Discussion in 'Market Predictions and Reports' started by Erik, Sep 21, 2008.

  1. Erik

    Erik BetOnMarkets Representative

    Jul 23, 2008
    Likes Received:
    Traders, investors, and financial journalists must have been glad to reach the end of a week that will surely go down in the history of financial markets. The FTSE closed the week just 66 points down which the S&P 500 actually managed a small profit. Homeowner, the closing figures do not even begin to tell the whole story with the FTSE trading in a 521 point range and posting its best one day rally in history on Friday.

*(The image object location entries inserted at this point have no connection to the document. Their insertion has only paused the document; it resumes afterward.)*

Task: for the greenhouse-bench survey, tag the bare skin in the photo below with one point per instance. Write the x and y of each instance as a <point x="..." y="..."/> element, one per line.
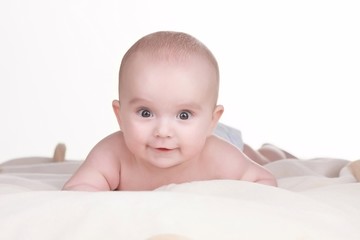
<point x="110" y="166"/>
<point x="167" y="111"/>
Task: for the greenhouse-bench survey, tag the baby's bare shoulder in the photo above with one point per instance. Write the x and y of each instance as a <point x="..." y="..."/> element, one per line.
<point x="227" y="158"/>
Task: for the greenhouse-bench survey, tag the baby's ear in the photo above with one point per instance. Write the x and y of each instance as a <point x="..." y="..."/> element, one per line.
<point x="116" y="108"/>
<point x="217" y="113"/>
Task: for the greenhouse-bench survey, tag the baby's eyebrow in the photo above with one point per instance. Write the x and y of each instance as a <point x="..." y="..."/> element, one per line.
<point x="138" y="100"/>
<point x="190" y="106"/>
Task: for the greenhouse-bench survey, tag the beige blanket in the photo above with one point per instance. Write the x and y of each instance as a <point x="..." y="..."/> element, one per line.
<point x="316" y="199"/>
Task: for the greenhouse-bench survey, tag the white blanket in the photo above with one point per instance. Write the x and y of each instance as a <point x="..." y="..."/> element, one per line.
<point x="316" y="199"/>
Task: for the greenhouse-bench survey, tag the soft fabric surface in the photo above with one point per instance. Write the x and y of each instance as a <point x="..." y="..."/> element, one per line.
<point x="316" y="199"/>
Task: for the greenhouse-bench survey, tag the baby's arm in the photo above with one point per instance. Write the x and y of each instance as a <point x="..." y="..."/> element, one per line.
<point x="238" y="165"/>
<point x="101" y="169"/>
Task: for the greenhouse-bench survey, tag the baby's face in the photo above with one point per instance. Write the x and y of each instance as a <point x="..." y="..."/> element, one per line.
<point x="166" y="108"/>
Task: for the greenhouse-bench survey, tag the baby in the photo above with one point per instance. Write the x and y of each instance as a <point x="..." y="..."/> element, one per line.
<point x="167" y="112"/>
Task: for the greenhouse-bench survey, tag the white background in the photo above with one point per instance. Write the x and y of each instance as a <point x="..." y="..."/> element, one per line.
<point x="290" y="70"/>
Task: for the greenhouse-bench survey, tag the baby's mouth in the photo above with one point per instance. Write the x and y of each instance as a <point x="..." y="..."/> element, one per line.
<point x="163" y="149"/>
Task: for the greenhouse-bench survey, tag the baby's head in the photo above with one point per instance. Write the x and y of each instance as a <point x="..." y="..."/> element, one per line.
<point x="173" y="47"/>
<point x="168" y="90"/>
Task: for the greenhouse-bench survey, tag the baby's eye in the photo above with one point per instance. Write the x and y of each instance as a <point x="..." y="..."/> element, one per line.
<point x="145" y="113"/>
<point x="184" y="115"/>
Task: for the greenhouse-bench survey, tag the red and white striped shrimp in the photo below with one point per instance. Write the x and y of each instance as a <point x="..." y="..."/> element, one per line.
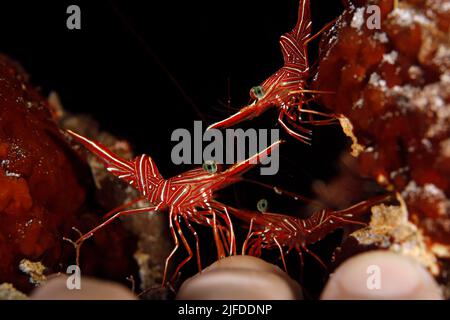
<point x="188" y="197"/>
<point x="285" y="88"/>
<point x="283" y="232"/>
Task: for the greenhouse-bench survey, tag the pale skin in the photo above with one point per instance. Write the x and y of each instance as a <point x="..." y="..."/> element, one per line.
<point x="401" y="278"/>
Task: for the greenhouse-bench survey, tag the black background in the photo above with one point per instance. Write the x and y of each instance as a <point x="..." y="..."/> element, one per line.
<point x="145" y="68"/>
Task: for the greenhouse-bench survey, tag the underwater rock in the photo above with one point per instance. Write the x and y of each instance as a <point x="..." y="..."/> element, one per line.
<point x="393" y="85"/>
<point x="44" y="191"/>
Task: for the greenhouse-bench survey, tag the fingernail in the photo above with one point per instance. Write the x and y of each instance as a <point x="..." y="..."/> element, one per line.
<point x="240" y="278"/>
<point x="381" y="275"/>
<point x="56" y="288"/>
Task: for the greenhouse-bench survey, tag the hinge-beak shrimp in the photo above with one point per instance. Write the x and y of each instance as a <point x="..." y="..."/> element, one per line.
<point x="189" y="197"/>
<point x="285" y="89"/>
<point x="286" y="233"/>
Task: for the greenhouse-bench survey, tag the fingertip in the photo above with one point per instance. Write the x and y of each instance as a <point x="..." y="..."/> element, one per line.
<point x="240" y="278"/>
<point x="381" y="275"/>
<point x="57" y="288"/>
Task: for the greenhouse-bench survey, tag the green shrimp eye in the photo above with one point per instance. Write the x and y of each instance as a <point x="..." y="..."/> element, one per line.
<point x="262" y="205"/>
<point x="210" y="166"/>
<point x="257" y="92"/>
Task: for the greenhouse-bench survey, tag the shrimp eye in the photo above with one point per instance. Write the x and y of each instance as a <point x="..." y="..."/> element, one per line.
<point x="257" y="92"/>
<point x="262" y="205"/>
<point x="210" y="166"/>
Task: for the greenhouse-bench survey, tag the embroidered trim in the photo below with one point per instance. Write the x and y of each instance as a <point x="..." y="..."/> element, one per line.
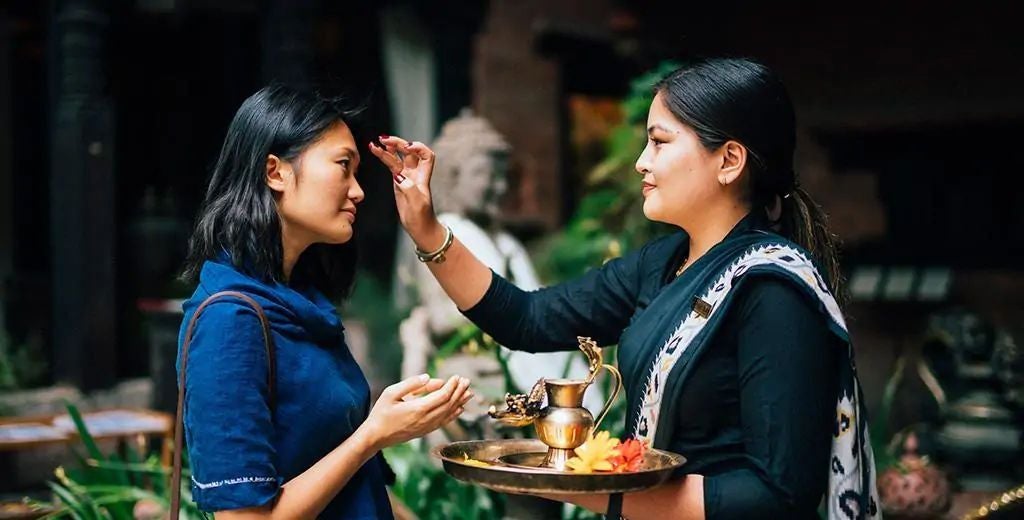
<point x="777" y="254"/>
<point x="232" y="481"/>
<point x="852" y="459"/>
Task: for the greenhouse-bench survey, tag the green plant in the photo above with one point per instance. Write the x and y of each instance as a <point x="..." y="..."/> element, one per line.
<point x="609" y="219"/>
<point x="369" y="304"/>
<point x="109" y="486"/>
<point x="431" y="493"/>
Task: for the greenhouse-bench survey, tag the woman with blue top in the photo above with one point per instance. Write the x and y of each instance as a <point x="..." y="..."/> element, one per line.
<point x="732" y="346"/>
<point x="276" y="225"/>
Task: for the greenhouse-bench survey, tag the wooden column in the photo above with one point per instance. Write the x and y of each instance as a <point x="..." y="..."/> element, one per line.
<point x="82" y="201"/>
<point x="6" y="184"/>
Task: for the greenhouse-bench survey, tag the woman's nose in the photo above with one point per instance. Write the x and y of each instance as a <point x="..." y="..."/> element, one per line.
<point x="356" y="193"/>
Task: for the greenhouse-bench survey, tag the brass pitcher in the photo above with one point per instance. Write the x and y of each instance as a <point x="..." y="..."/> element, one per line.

    The turmoil began last week with the bail out of Fannie Mae and Freddie Mac. This raised hopes of a similar bail out of the Lehman Brothers. To say that investors were shocked when Lehmans was not only denied a bailout, but filed for insolvency would be an understatement. Lehmans collapse sent shockwaves throughout equity markets sparking a domino effect that knocked over Merrill Lynch, AIG and HBOS .

    Even the most seasoned investors had a hard time steadying themselves last week as the newswires continue pump out dark news, and once in a generation headlines. Fear was understandably widespread with the Russian stock market suspended indefinitely after dropping 10% in an hour, and a large money market fund breaking the buck, meaning they lost their unit holders money. When the supposed safe havens of money market funds start to break down, investors see little choice but to fly to quality. There is a flood of assets transferring to safety of short term US Government Treasuries, forcing the yield on three month Treasury Bonds down to their lowest level since the great depression. Gold endured a remarkable week trading in a $140 range before closing the week up around $90.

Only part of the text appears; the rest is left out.